En effet, l'environnement phonétique est un constat immédiat, à un moment donné
(synchronie), des sons placés avant et/ou après un autre. C'est un fait de
parole, et sa notation utilise le double crochet [ ].
C'est par le jeu de l'environnement phonétique que les poètes offrent des
sonorités particulières (assonances, allitération, etc.). L'environnement
phonétique n'a donc pas valeur de règle de fonctionnement.
En revanche, le contexte phonologique possède un rôle fonctionnel, et peut
expliquer les modifications et influences réciproques des phonèmes. La notation
fait appel à la double barre oblique / /.

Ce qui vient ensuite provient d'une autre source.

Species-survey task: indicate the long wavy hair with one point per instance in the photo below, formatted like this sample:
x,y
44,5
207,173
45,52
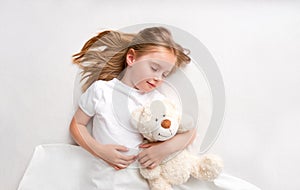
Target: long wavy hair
x,y
103,57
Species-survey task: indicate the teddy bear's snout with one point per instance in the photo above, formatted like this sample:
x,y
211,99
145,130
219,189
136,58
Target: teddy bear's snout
x,y
166,123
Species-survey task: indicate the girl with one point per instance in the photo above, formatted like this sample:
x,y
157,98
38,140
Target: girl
x,y
117,68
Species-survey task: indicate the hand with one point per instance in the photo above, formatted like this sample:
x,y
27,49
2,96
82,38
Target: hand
x,y
112,154
153,154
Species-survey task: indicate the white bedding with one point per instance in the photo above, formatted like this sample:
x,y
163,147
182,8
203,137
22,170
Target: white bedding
x,y
69,167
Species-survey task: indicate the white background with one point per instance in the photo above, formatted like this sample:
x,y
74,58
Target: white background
x,y
255,44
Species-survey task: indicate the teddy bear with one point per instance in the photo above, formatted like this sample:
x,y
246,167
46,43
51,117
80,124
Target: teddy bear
x,y
160,120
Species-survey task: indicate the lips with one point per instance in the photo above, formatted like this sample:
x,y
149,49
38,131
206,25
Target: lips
x,y
152,85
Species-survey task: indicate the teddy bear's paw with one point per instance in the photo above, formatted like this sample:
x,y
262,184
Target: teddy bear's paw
x,y
209,167
150,173
159,184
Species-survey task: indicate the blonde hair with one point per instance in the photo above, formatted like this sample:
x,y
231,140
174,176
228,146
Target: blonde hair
x,y
103,57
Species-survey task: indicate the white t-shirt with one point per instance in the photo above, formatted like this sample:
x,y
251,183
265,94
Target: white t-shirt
x,y
111,103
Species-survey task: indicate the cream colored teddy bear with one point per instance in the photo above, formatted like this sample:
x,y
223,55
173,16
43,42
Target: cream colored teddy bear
x,y
159,121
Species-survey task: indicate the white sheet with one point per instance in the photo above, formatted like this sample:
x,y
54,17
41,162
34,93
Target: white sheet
x,y
69,167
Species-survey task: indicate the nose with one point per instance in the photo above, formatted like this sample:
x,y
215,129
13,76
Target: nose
x,y
166,124
157,78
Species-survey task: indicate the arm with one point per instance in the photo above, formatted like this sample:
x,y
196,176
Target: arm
x,y
108,152
157,152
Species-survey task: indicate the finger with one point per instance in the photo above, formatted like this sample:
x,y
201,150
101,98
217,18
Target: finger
x,y
121,148
153,165
147,145
147,163
114,166
130,158
142,159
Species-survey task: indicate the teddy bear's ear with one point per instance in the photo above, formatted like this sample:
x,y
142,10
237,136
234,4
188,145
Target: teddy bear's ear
x,y
157,108
186,123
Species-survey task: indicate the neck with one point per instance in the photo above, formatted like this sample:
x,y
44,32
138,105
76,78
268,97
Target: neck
x,y
126,79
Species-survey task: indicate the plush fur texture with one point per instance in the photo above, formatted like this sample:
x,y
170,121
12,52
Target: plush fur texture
x,y
178,167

Pour mieux comprendre cette influence d'un phonème sur un autre, en fonction de
son contexte, on peut penser au cas où, en finale de syllabe ouverte (=
terminée par une voyelle), une voyelle se ferme (le mot "rocher" est
lu /Ro/ /Se/, alors qu'en finale de syllabe fermée (= terminée par une consonne
prononcée), une voyelle s'ouvre (le mot "roche" est lu /R]•/).

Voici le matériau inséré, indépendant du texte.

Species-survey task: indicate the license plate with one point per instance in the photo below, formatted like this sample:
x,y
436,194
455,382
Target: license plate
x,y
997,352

On voit bien là qu’une même voyelle est transformée par son contexte
phonologique (“o” fermé de “rocher” devient “o” ouvert dans “roche”).

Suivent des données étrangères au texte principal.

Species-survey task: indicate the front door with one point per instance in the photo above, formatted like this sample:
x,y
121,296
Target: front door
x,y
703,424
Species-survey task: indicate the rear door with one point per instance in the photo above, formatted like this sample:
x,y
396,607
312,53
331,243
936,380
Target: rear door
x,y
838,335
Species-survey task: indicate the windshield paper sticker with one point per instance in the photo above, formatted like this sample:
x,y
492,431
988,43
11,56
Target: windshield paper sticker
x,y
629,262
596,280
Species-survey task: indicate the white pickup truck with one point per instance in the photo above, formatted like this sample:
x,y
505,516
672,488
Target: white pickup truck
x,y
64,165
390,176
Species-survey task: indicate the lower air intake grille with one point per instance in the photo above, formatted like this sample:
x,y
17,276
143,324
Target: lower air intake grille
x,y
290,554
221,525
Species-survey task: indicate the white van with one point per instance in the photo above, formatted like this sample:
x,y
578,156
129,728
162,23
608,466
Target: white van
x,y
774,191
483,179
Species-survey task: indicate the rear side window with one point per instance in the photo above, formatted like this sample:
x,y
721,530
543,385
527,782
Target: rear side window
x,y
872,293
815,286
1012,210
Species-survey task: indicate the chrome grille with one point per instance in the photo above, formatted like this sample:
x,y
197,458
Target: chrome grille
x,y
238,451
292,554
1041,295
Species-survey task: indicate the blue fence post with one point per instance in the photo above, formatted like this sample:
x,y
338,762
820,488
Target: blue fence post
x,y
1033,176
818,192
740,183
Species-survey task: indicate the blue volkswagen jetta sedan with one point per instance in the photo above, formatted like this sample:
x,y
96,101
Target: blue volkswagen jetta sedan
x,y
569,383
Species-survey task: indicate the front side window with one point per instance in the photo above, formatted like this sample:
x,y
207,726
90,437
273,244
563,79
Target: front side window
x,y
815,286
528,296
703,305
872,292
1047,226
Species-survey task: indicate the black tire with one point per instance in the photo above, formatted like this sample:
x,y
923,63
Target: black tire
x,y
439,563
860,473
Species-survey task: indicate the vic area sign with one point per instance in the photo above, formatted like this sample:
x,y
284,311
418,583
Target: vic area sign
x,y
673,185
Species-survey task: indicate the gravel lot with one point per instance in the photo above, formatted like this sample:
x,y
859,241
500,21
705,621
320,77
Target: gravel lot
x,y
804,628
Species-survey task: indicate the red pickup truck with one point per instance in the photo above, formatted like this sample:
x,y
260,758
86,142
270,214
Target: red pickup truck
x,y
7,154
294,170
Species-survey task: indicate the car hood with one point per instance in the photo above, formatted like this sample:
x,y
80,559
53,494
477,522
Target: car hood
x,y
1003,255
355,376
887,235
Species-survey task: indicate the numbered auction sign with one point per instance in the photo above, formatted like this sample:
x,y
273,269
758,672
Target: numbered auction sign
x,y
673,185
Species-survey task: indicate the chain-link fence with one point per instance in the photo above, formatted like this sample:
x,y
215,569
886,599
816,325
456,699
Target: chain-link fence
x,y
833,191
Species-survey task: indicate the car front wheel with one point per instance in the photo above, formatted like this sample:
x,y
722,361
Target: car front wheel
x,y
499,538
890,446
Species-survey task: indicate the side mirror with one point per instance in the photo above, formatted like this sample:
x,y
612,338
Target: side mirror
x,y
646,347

Le contexte phonologique est donc abstrait, et peut se formuler par des
matrices qui prédisent, sous forme de règles, le comportement des phonèmes.
Bien que complexe, le contexte phonologique, avec la formalisation qui en
découle, a son utilité.
Il explique en grande partie les variations diachroniques (= à travers les
époques) de la langue, variations étudiées par les grammairiens comparatistes.
Plus abstrait, il a permis de remonter jusqu’à l’existence (supposée) d’une
langue primitive (par exemple l’indo-européen, ou encore le proto-bantou).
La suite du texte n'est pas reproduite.